With the surrender of Japan on 15 August 1945, Okamura represented the Imperial Japanese Army in the official surrender ceremony of the China Burma India Theater held at Nanjing on 9 September 1945. The Chinese representative at the surrender, in an irony of history, was General He Yingqin, Okamura's opposite during the Tanggu Truce negotiations.

==Post-war life==
After the war, Okamura was found not guilty of any war crimes in January 1949 by the Shanghai War Crimes Tribunal. Nationalist leader Chiang Kai-shek then retained him as a military adviser for the Nationalist Government.

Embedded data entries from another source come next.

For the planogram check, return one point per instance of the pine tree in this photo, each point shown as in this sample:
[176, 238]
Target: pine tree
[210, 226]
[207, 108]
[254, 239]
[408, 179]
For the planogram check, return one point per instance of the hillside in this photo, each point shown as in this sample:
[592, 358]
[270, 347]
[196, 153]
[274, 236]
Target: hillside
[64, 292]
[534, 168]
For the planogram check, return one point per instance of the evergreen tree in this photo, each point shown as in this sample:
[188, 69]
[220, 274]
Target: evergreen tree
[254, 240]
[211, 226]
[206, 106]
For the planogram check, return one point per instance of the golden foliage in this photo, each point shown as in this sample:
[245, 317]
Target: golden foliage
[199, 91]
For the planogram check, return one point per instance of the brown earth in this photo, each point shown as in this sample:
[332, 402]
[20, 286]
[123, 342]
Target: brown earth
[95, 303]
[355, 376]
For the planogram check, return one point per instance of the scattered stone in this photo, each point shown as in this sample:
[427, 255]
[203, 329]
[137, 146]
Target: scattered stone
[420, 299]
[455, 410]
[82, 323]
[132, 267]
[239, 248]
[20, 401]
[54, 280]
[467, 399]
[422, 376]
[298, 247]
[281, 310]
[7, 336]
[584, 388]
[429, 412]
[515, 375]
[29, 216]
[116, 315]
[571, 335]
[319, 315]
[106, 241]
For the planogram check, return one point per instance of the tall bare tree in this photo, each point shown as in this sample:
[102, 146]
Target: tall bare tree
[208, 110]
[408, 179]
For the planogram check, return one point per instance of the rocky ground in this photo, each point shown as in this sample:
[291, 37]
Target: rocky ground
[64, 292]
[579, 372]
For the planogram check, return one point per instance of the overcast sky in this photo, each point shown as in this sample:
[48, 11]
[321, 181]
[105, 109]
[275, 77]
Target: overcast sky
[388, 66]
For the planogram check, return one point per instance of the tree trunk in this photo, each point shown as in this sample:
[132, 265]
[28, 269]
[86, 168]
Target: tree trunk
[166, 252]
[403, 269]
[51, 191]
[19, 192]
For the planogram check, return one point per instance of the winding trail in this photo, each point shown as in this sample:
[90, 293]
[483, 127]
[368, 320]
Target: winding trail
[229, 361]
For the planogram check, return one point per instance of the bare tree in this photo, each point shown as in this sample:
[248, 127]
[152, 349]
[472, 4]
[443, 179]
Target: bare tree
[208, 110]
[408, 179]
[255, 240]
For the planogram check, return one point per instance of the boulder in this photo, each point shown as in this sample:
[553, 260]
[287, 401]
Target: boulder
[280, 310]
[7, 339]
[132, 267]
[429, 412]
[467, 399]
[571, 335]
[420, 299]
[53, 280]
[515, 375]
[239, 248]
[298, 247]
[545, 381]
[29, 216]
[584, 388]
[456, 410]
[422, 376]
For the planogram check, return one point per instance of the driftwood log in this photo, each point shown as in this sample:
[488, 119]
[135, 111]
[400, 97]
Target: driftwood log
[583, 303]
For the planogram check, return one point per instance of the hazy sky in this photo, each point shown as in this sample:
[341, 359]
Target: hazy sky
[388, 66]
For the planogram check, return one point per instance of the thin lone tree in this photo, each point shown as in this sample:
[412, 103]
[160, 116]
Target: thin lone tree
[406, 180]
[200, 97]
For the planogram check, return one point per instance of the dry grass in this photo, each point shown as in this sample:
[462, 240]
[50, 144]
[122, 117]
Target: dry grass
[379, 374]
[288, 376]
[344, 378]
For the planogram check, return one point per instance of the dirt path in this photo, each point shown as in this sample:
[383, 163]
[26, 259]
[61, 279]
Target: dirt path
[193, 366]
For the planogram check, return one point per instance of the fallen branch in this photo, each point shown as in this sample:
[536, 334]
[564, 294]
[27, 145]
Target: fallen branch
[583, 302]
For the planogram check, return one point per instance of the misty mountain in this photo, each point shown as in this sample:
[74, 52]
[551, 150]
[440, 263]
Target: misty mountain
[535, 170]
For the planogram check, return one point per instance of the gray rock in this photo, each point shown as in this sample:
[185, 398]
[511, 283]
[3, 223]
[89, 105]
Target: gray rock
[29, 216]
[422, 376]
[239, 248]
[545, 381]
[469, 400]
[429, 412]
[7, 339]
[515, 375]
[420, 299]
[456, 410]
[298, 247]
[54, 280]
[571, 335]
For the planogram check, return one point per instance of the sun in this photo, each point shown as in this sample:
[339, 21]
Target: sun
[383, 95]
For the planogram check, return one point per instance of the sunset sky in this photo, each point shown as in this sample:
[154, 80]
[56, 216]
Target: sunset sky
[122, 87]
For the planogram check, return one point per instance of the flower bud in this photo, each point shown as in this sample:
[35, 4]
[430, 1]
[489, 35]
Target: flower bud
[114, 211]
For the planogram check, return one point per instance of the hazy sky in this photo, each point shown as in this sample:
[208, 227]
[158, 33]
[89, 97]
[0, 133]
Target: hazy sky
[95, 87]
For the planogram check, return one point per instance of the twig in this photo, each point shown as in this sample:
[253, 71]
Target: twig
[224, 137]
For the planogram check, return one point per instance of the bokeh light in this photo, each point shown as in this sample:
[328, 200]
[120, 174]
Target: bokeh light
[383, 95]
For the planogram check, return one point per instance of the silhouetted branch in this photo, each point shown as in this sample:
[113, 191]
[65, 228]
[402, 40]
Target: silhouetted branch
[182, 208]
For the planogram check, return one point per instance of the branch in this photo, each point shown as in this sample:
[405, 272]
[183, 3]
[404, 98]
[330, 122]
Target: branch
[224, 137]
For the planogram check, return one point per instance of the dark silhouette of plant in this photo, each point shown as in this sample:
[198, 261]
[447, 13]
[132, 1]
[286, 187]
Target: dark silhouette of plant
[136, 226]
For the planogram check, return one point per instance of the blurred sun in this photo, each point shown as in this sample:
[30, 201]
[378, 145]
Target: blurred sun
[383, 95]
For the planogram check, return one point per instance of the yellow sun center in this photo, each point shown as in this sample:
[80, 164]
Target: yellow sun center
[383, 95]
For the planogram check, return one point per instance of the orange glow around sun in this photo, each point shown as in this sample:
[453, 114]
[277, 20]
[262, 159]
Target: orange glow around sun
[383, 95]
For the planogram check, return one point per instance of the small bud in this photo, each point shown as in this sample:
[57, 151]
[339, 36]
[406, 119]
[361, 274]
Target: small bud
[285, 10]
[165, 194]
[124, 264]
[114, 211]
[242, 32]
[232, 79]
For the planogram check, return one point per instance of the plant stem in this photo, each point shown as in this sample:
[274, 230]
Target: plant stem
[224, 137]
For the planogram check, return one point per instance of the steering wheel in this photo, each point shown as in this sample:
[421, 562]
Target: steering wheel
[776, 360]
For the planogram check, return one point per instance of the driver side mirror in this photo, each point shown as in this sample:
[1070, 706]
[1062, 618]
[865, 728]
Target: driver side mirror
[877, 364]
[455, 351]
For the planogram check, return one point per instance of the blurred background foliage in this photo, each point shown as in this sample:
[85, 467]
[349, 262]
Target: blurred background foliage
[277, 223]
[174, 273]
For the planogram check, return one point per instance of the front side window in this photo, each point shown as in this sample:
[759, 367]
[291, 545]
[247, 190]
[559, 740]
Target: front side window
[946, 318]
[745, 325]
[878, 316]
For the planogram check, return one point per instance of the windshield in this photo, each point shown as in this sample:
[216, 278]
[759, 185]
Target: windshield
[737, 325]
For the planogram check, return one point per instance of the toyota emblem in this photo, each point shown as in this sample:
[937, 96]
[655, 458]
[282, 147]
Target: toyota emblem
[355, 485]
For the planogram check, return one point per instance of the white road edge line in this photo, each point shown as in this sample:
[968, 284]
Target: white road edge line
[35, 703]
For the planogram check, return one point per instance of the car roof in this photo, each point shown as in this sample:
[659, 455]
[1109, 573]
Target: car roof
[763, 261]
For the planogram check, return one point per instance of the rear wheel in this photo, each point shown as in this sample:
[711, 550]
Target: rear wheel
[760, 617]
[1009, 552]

While he was questioned by the investigators, he testified about the Nanking massacre:
 "I surmised the following based on what I heard from Staff Officer Miyazaki, CCAA Special Service Department Chief Harada and Hangzhou Special Service Department Chief Hagiwara a day or two after I arrived in Shanghai. First, it is true that tens of thousands of acts of violence, such as looting and rape, took place against civilians during the assault on Nanking. Second, front-line troops indulged in the evil practice of executing POWs on the pretext of (lacking) rations."

The Nationalist regime of Chiang Kai-Shek intervened to protect Okamura from repeated American requests that he testify at the Tokyo war crimes trial.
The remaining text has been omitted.